December 24, 2019 12amSara Spector
I recently gave this meditation at a Body Back class. It happened to be the Saturday before Christmas, and we were sharing what we had left to do. Coming off of a crazy week of 2 holiday parties, remaining Christmas shopping, planning a Christmas Eve dinner, trying to remember to send the holiday cards…I was stressed. I was beyond stressed – I was frazzled, annoyed at the season and not in any way enjoying myself.

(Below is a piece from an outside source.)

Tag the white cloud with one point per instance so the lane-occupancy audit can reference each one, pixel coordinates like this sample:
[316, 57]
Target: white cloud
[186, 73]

I took a step back and realized…everything I was doing, the hand-dipped pretzels for the classroom, the perfectly planned outfits, it was all for me. I was doing it based on my perception of my own expectations and faced the actuality that NOBODY CARES! Those kids did not care that I carefully hand-dipped each and every pretzel, the kids won’t care that they “get to” wear freshly pressed shirts, or that their mommy has the perfect Christmas dress. The moment I realized this was my own doing, I relaxed.
So mamas, here is that meditation, 1 day before Christmas. Read it. Relax. Enjoy the memories of the season and know that You. Are. LOVED!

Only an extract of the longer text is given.